There are several options for managing codling moth in backyard plantings.  Homeowners should start by practicing good sanitation by picking up and disposing of dropped fruit.  Fruit should not be composted as home compost piles may not reach sufficient temperatures to kill pupa.  Trees can be wrapped in corrugated cardboard or tree bands covered with Tanglefoot to trap pupating larvae.  Wraps should be applied in late summer and removed and destroyed before adults emerge in the spring.  In small plantings individual fruits can be protected by wrapping fruit in panty hose soon after fruit begins to set.  Thinning fruit is also helpful in reducing damage as larvae will burrow between touching fruit.  Codling moth mating disruption dispensers are available, but these work optimally with areas of 10 acres or greater.  For more information on using mating disruption read Utah State Univeristy's Pest Fact Sheet, "Codling Moth Mating Disruption."  

Chemical Control:

Several chemical controls are available. Some of the organic options include the active ingredients spinosad, Bacillus thuringiensis var kurstaki (or Btk). Other organic options include Kaolin clay, horticultural oil, and the codling moth granulovirus (CpGV or Cyd-X).  Conventional controls include the active ingredients carbaryl, malathion and permethrin.  A full list of chemicals registered in Montana for commercial use as well as a cost estimator are available in this downloadable spreadsheet.  Additionally, any spray program should use some combination of controls so as not to cause tolerance of a certain chemical and to control insects at various stages.  For example, WSU delayed first cover approach uses horticultural oil to smother eggs followed by chemical sprays to reduce egg hatch and time sprays for maximum control of larvae.

The timing of chemical controls is based on the degree days accumulated from biofix to target the greatest period of egg hatch.  Degree days are calculated by monitoring for biofix and using an equation based on cold-blooded insects development being dependent on temperatures rather than day length or date.  Biofix and egg hatch vary greatly from site to site as temperatures can vary greatly between different areas especially in mountainous microclimates.  Table 2 below provides various insect development stages based on degree day accumulations from biofix.  Be careful to note when reading any recommendations to note if degree days are reported from biofix or January 1 (WSU uses the later).

After the first spray is applied according to the degree day accumulations from biofix, subsequent sprays should be applied according to the label of the chemical chosen.  Strategic timing of the first spray to target the first generation of moths is critical to control.  You can use a nearby weather station to calculate degree days and estimate emergence using the calculator provided as part of located here or if you are located near Corvallis, Stevensville, Bozeman, Miles City, Columbus or Helena, MT you can use the Utah TRAPS tool to track degree days and time controls.  Links to each of these stations is provided on our weather data page listed under producer resources.   

 codling moth degree day table

Table 2. Codling moth development activities.
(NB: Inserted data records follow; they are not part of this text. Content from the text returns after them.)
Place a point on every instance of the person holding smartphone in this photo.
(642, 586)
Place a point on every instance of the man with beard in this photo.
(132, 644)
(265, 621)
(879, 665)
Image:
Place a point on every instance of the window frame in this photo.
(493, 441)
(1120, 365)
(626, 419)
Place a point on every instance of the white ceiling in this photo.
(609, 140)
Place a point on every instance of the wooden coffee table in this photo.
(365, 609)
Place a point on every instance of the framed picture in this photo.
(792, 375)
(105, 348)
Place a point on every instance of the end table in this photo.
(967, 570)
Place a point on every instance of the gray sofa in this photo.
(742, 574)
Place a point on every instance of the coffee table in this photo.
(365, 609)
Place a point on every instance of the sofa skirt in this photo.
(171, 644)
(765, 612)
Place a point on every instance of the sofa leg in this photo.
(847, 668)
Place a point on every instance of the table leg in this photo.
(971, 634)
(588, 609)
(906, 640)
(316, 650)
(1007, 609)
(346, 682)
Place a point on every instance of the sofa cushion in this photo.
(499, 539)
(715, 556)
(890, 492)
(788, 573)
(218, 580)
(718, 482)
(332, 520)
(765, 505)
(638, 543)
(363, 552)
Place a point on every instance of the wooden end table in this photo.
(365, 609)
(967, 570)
Source:

For more information on identification, life cycle and management of codling moth in backyard plantings visit Colorado State University’s publication Codling Moth: Control in Home Plantings

Disclaimer: These recommendations are provided only as a guide.  It is always the pesticide applicator’s responsibility, by law, to read and follow all current label directions for the specific pesticide being used.  Due to constantly changing labels and product registration, some of the recommendations given in this writing may no longer be legal by the time you read them.  If any information in these recommendations disagrees with the label, the recommendation must be disregarded.  No endorsement is intended for products mentioned.  The authors and Montana State University assume no liability resulting from the use of these recommendations.